Нечего и говорить, что очень скоро я убедилась, что живу в бедламе. Чем большими были его претензии, тем острей оказалась и ущемленность. И она приводила его в такое состояние, что жалко было на него смотреть. Как это обычно бывает, спаситель человечества был бессилен спасти хотя бы свое лицо. Я попеременно испытывала то сострадание, то ненависть. С течением времени все прошло. Совсем недавно я его увидела на каком-то спектакле и подивилась: ни одна струнка не шевельнулась, не издала хоть легкого дребезжания! Ничегошеньки, кроме изумления, что этот одутловатый мужчина с невыразительным лицом в незапамятные времена при всей нашей тканевой несовместимости был моим мужем, что около года мы лежали в одной постели и его толстые волосатые ноги по-хозяйски касались моих.
Когда я решилась признаться отцу, что не блестяще выбрала мужа, он сказал:
— Не знаю, как тут утешиться. Не заводить же второго в придачу? Да и вряд ли ты склонна к полиандрии. Утомительно. Одиночество легче. Там будет видно. Ты молода.

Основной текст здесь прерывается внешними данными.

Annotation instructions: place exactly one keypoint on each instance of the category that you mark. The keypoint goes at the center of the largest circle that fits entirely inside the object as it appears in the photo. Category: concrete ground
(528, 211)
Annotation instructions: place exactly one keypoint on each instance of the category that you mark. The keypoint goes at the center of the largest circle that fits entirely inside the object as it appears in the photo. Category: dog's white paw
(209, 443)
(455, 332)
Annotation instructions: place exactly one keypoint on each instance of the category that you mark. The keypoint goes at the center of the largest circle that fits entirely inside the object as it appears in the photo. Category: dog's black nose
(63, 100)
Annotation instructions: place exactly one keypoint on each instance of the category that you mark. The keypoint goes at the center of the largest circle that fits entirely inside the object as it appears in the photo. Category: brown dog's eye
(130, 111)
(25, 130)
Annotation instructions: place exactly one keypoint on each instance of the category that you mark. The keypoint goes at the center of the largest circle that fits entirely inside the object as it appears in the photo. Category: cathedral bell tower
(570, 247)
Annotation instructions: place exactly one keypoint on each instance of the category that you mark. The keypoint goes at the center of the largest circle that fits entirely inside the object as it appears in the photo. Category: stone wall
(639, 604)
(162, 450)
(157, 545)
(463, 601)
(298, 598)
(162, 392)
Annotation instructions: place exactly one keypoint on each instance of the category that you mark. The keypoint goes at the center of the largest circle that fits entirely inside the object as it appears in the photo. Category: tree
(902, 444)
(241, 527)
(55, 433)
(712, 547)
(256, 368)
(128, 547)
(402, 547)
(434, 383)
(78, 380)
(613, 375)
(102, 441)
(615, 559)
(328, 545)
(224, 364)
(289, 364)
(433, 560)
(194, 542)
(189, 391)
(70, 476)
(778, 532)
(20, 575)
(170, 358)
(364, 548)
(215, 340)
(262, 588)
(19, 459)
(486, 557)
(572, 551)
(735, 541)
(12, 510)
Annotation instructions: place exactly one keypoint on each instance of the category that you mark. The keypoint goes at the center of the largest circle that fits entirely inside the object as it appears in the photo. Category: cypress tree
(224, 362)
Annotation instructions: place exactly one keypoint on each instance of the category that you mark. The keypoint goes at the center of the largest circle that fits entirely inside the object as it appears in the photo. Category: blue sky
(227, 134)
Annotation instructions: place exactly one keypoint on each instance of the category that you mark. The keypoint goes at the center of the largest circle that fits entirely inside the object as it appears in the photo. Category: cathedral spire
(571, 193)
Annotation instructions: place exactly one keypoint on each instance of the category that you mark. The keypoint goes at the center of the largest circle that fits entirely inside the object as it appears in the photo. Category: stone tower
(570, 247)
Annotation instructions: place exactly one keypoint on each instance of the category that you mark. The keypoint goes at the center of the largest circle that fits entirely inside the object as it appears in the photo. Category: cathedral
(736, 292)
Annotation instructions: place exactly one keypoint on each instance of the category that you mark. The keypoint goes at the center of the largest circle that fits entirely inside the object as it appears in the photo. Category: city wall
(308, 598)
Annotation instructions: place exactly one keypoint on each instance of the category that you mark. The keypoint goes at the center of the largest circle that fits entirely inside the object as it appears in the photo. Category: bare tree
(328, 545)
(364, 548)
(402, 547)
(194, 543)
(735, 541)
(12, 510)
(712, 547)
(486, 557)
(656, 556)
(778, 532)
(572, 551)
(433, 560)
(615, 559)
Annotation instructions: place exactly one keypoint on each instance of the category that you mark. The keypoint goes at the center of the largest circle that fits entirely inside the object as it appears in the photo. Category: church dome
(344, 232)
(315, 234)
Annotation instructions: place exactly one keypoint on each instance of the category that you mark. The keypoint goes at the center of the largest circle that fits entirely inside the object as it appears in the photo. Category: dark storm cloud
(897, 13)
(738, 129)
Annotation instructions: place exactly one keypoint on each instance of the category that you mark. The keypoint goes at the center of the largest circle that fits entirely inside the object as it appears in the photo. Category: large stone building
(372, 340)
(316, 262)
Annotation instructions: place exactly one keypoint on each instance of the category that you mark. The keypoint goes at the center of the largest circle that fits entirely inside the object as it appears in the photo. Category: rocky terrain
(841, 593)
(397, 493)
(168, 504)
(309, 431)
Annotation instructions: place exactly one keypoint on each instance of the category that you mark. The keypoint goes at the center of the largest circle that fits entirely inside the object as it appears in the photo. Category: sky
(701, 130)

Так во второй раз за недолгую жизнь я вернулась на Неопалимовский. Мы выпили с отцом шампанского. Он был в своем парадном костюме, цыганские очи лукаво посверкивали.
— Ну что ж, эскулапонька (так он звал меня последнее время), будем считать, что твой эксперимент состоялся. А негативный результат имеет свою позитивную ценность.
— Боюсь, что я сбилась с пути, — призналась я.
— Об этом не думай, — сказал отец, — путь возникает, когда идешь.
В дальнейшем я часто убеждалась в правоте этих слов. А в тот вечер я всласть «прогладила утюгом душу». Перед тем как разойтись по комнатам, отец обнял меня, и мы долго стояли, прижавшись друг к другу, как в тот день, когда схоронили мать.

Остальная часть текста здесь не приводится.